Having got underground to Union Station’s Great Hall

we plunged into the underworld

and blundered about whilst we sorted ourselves out.  From there, we wandered this network of shops,

corridors,

and hallways.

(this last, showing a host of ATMs in a pretty much deserted hallway, reminds me that this was quiet because the sun was shining; during the winter, I bet it’s much busier.)

It’s quite interesting to note, as you move from the domain of one building to the next, that the colours and other look-and-feel cues change at the “border”.

There are massive food halls,

dental and medical facilities, including this pop-up Covid vaccination centre,

special messages among the digital advertising billboards,

fleeting glimpses of the outside world,

and occasional insights into the phenomenal amount of work that went into creating PATH and which needs to go into maintaining it.

After covering a couple of miles of this, we eventually emerged, blinking, into

….Overground….

the upper domain of street level.

We were near the Old City Hall

and its modern replacement,

the setting of which gave plenty of scope for more photographic angles.

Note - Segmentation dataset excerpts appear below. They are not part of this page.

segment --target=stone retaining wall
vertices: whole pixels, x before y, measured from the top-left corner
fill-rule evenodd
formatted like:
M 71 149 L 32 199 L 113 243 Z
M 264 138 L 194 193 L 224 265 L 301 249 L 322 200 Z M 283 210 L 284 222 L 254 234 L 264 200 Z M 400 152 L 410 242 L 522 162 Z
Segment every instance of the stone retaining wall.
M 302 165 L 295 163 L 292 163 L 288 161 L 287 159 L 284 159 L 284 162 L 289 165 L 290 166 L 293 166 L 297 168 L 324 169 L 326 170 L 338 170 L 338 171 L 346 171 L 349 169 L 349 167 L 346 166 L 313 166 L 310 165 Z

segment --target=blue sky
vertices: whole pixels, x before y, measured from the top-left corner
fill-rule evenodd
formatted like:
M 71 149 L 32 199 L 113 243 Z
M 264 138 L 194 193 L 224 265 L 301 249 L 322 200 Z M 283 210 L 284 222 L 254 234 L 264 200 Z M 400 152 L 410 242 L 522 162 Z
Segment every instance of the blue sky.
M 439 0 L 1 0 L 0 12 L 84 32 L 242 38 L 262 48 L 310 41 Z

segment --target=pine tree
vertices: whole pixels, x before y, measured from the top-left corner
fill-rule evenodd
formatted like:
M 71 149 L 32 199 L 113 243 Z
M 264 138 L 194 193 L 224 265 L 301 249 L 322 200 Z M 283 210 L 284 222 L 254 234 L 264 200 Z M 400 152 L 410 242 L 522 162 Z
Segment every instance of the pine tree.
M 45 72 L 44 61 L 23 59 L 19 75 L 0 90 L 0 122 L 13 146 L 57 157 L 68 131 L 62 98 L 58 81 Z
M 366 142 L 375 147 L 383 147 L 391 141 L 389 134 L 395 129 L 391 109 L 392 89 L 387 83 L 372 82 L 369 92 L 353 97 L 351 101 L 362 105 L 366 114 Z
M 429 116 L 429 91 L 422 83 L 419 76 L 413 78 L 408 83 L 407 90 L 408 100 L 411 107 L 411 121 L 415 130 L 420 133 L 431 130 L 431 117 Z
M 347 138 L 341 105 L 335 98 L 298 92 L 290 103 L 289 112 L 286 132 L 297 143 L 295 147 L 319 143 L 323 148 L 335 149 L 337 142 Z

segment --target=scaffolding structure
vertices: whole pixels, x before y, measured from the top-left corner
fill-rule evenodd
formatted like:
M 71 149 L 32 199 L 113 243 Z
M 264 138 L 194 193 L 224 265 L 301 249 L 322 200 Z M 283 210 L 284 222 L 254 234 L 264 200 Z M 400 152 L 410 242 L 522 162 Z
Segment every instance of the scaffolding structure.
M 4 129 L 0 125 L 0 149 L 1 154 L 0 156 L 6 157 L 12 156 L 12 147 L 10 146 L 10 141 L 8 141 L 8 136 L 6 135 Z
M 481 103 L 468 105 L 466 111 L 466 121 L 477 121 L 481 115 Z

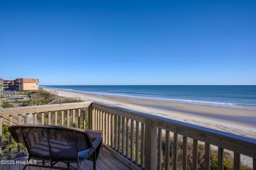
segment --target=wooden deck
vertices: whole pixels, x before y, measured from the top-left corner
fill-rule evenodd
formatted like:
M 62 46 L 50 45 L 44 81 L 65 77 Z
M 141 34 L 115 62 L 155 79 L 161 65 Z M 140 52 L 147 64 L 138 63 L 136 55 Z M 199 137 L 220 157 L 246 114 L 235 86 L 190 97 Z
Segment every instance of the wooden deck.
M 26 160 L 26 158 L 23 158 L 23 159 L 19 159 L 21 160 Z M 38 162 L 41 162 L 42 161 L 39 161 Z M 92 162 L 90 160 L 84 160 L 82 162 L 80 169 L 81 170 L 92 170 L 93 165 Z M 46 163 L 46 165 L 48 165 L 49 163 Z M 76 164 L 71 164 L 71 166 L 73 166 L 75 167 L 76 167 Z M 105 149 L 103 149 L 102 151 L 99 155 L 99 158 L 97 160 L 97 170 L 129 170 L 131 169 L 118 159 L 117 159 L 115 157 L 111 155 L 108 151 Z M 59 163 L 56 166 L 67 167 L 67 165 L 63 163 Z M 24 165 L 10 165 L 3 166 L 0 165 L 0 169 L 1 170 L 21 170 L 22 169 Z M 39 168 L 39 167 L 26 167 L 25 169 L 29 170 L 46 170 L 50 169 L 45 168 Z

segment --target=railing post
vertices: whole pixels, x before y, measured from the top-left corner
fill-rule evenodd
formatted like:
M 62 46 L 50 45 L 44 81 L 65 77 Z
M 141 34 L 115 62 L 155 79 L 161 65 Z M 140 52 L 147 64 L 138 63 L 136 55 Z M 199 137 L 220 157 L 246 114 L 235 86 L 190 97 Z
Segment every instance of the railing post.
M 145 169 L 157 168 L 157 128 L 152 125 L 152 120 L 145 119 Z

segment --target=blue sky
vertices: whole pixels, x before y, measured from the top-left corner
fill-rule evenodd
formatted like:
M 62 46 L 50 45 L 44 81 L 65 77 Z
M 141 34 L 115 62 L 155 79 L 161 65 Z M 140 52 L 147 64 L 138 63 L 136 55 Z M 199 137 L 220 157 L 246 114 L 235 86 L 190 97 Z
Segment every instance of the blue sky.
M 256 1 L 1 1 L 0 76 L 256 84 Z

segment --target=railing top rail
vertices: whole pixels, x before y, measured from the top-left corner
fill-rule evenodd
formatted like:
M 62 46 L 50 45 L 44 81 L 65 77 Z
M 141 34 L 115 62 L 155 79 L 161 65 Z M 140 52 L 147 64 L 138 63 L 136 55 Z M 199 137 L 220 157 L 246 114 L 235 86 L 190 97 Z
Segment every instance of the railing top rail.
M 0 108 L 0 116 L 87 107 L 92 101 Z
M 153 126 L 256 158 L 254 139 L 97 102 L 93 102 L 92 105 L 94 107 L 100 106 L 141 119 L 150 120 Z

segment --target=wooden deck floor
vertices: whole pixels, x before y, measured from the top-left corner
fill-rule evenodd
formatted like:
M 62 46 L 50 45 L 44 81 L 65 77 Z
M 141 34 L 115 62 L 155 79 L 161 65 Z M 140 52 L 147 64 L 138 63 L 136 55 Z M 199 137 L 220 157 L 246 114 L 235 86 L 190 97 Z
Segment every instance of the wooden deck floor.
M 23 158 L 22 160 L 26 160 L 26 158 Z M 39 161 L 38 161 L 39 162 Z M 39 161 L 40 162 L 41 161 Z M 81 163 L 80 169 L 84 170 L 92 170 L 93 164 L 92 162 L 90 160 L 84 160 Z M 45 164 L 45 165 L 47 165 Z M 48 164 L 49 165 L 49 164 Z M 71 165 L 76 167 L 76 164 L 71 164 Z M 103 149 L 102 151 L 99 155 L 99 158 L 97 162 L 97 170 L 129 170 L 130 169 L 125 165 L 123 164 L 115 157 L 111 155 L 105 149 Z M 63 163 L 59 163 L 55 166 L 59 167 L 67 167 L 67 165 Z M 24 167 L 23 165 L 14 164 L 10 165 L 0 165 L 1 170 L 22 170 Z M 46 170 L 49 169 L 45 168 L 39 168 L 35 167 L 26 167 L 26 170 Z

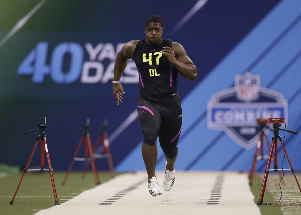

We were on Bay Street, which effectively leads back to our hotel, so we walked towards it, and, on the left, spotted another Architectural Thing – Brookfield Place, which is a sufficiently massive building that you can hardly comprehend it from the street, but which houses a lovely atrium, the Allen Lambert Galleria.

The Overground part of the day finished with a visit to one of Toronto’s defining landmarks, the CN Tower, for dinner. It’s about a 10-minute walk from our hotel, and we used our (Jane’s) new-found confidence in navigating PATH to get there without going outdoors – via the Skyway.

As we arrived, we had to pause for the obligatory ridiculous picture up this 553-metre tower, once the tallest free-standing building in the world until the Burj Khalifa in Dubai sprang up.

There’s a security check and an efficient queuing system, which favours People Like Us (i.e. with restaurant reservations – you can just pay to go up to gawk if you want) and then you’re whisked up to the revolving restaurant in just about a minute, in an elevator with a glass door and a (rather scuffed) glass floor.

We had a nice dinner, with courteous service from our waiter, Juan, and (because they didn’t give us window seats) I made a bit of a nuisance of myself squeezing past tables to take photos of the views of the city and the islands as we slowly revolved past them.

(The Rogers Arena had its roof open today)

Whilst we were eating, the sun set and, after dinner, we went down a level to the observation deck, where hoi polloi had been gawping at the view and taking selfies, to look at the city by night,

and also to mark the forty three years since Jane’s last visit.  This is her original photo.

Note that the landmark in her photo, the white Bank of Montreal building, has rather more surrounding masonry now than it used to. (We do have a night time shot, but it hardly makes any sense, hence not included here.)

We then joined the 10-minute queue for the elevators back down to ground level and headed back to the hotel for a final drink in the…

….Wobbling Free

Library Bar, which is a very classy place in which to have a martini.

And that was it for the day. And for Toronto, really, since tomorrow we leave for Ottawa after an absorbing, varied and enjoyable three days here.  If all goes well, we’ll take the train and have an entirely unremarkable day, in which case I’ll be back to report on Ottawa in a couple of days’ time.  I hope you’ll join me then as we continue our eastward journey.